Bulk of data files download with Python

UPDATE: The latest Python tutorial can be found here: Bulk Data Downloading in Python (API v3)

Hello, Dewey community. I am back to explore the Dewey datasets. This time with Python. I thought I created this R example based on a Python example, but it seems not? So, here, I made a Python version to download the bulk of files from Dewey. Hope this helps Python users.

import getpass
import json

import pandas as pd
import requests

DEWEY_TOKEN_URL = "https://marketplace.deweydata.io/api/auth/tks/get_token"
DEWEY_MP_ROOT   = "https://marketplace.deweydata.io"
DEWEY_DATA_ROOT = "https://marketplace.deweydata.io/api/data/v2/list"

# Get access token
def get_access_token(username, passw):
    response = requests.post(url=DEWEY_TOKEN_URL, data={}, auth=(username, passw))
    json_dict = json.loads(response.text)
    return json_dict["access_token"]

# Return file paths in the sub_path folder
def get_file_paths(token, sub_path=""):
    response = requests.get((DEWEY_DATA_ROOT + sub_path),
                            headers={"Authorization" : "Bearer " + token})
    json_text = json.loads(response.text)
    response_df = pd.DataFrame.from_dict(json_text)
    return response_df

# Download a single file from Dewey (src_url) to a local destination file (dest_file).
# Increase the timeout if you have a large file to download.
def download_file(token, src_url, dest_file, timeout=200):
    response = requests.get(src_url, headers={"Authorization" : "Bearer " + token}, timeout=timeout)
    open(dest_file, 'wb').write(response.content)

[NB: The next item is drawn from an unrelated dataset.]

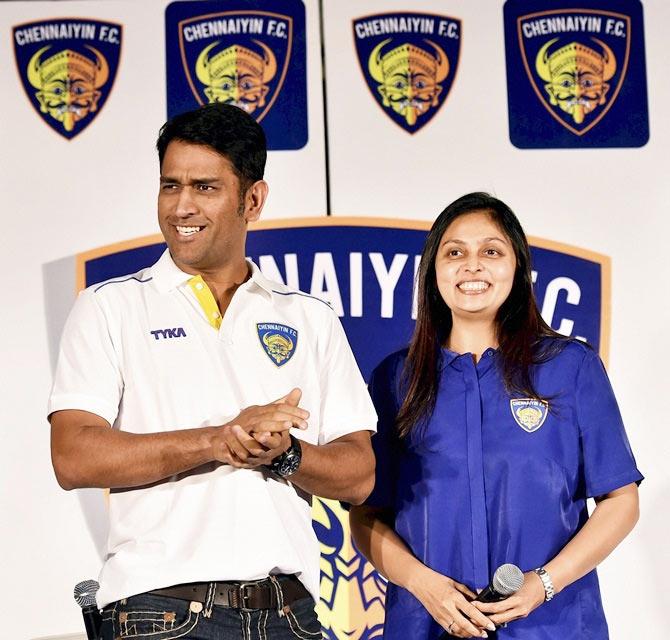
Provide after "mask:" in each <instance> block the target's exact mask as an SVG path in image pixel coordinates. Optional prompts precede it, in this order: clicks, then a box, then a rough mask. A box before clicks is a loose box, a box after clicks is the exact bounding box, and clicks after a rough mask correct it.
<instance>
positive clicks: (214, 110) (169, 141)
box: [156, 102, 267, 191]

# Example ----------------------------------------------------------
# Avoid including your credentials in the code.
# You can hard type your credentials in the code as well though.
user_name = getpass.getpass("User name (email address)")
pass_word = getpass.getpass("Password")

# Get access token
tkn = get_access_token(user_name, pass_word)
tkn

# Get file paths in the "/2018/01/01/SAFEGRAPH/MPSP" sub folder.
file_paths = get_file_paths(token=tkn, sub_path="/2018/01/01/SAFEGRAPH/MPSP")
# Print first 5 paths
file_paths.head(5)

# Download the first file to C:/temp/, as an example.
# In the file_paths DataFrame,
# file_paths.loc[0, "url"] looks like:
# /api/data/v2/data/2018/01/01/SAFEGRAPH/MPSP/20180101-safegraph_mpsp_visit_panel_0'
# and file_paths.loc[0, "name"] looks like:
# visit_panel_summary.csv'.
src_url = DEWEY_MP_ROOT + file_paths.loc[0, "url"]
dest_file = "C:/temp/" + file_paths.loc[0, "name"]
download_file(tkn, src_url, dest_file)

# Done! Check out your "C:/temp/"
# ------------------------------------------------------------------

You can apply loops to download multiple files.

Thank you!
Donn

1 Like

Thank you so much for sharing this! Can you possibly provide an example of looping this for multiple files?

1 Like

Hi Sara,

Hope it’s not too late. It depends on the directory structure, but mine looks like the one below. It has years from 2018 to 2022 and each year has of course 12 months. In each month’s folder, there are multiple files. I downloaded them into one folder and file-named like “20180101_file name…”.

import traceback

PATTERN_DOWN_FOLDER = "C:/Temp/Dewey/SafeGraph/Patterns"

for year_ in range(2018, 2023):
    for month_ in range(1, 13):
        tkn = get_access_token(user_name, pass_word)
        tkn

        file_paths = get_file_paths(tkn, "/" + str(year_) + "/" +str(month_).rjust(2, "0") + "/01/SAFEGRAPH/MPSP")
        file_paths.sort_values(by = ["name"])

        ym_head_str = str(year_ * 10000 + month_ * 100 + 1)  # 20180101 format

        n_files = file_paths.shape[0]
        for i in range(0, n_files):
            src_url = DEWEY_MP_ROOT + file_paths.loc[i, "url"]

            # File names like "20180101_core_poi-geometry-patterns-part1.csv.gz"
            dest_file = PATTERN_DOWN_FOLDER + "/" + ym_head_str + "_" + file_paths.loc[i, "name"]
            print("Year-month:" + str(year_) + "-" + str(month_) + ":  " + str(i) + "/" + str(n_files-1))
            print("src_url: " + src_url)
            print("dest_file: " + dest_file)

            try:
                tkn = get_access_token(user_name, pass_word)
                tkn
                download_file(tkn, src_url, dest_file, timeout = 300)
            except:
                print("Warning occurred in file index " + str(i) + ". Moving forward to the next.")
                traceback.print_exc()

Hope this helps.
Donn

1 Like

Thank you very much, this was incredibly helpful. Appreciate the response!